The AMT Foreign Tax Credit

Taxpayers who pay foreign income taxes and claim the foreign tax credit under regular tax rules face an important limitation: the foreign tax credit is not fully available under the AMT. The AMT foreign tax credit can only offset up to 90% of AMT liability, meaning at least 10% of your AMT bill must be paid regardless of foreign taxes paid. This creates complex planning challenges for US citizens working abroad or holding significant foreign investments.

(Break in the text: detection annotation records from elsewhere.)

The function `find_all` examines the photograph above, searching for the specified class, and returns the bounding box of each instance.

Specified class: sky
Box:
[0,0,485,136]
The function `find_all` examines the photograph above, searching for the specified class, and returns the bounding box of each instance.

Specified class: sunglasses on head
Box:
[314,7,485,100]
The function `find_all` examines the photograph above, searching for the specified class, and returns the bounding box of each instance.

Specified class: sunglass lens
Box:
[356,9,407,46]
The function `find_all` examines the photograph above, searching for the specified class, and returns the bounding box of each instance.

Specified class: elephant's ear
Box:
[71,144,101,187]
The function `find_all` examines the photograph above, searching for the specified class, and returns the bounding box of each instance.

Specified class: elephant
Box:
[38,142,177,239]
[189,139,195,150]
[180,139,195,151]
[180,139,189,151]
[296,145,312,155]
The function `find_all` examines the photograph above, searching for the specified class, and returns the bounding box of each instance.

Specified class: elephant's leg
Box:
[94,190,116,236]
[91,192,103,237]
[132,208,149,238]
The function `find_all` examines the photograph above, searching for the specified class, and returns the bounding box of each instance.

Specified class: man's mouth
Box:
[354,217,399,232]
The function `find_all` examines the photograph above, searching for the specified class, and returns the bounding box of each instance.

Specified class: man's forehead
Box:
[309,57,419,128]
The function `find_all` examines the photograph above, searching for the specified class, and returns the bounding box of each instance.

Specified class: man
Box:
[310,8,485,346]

Strategies to Minimize AMT Exposure

For taxpayers who regularly face AMT or are at risk of triggering it, several planning strategies can help:

  • Spread ISO exercises over multiple years: Rather than exercising all options in one year, staggering exercises limits the AMTI in any single year and may keep you below the AMT threshold.
  • Accelerate income in high-AMT years: Counterintuitively, recognizing additional income in a year when you are already paying AMT may not increase your total tax bill if the additional income is already in the AMT base.
  • Time deductions strategically: Deductions disallowed under AMT (like SALT) provide no benefit in an AMT year. Shift those deductions to years when you are in the regular tax system.
  • Avoid AMT preference investments in taxable accounts: Hold private activity bonds (subject to AMT) in IRAs rather than taxable accounts where the interest would be an AMT preference item.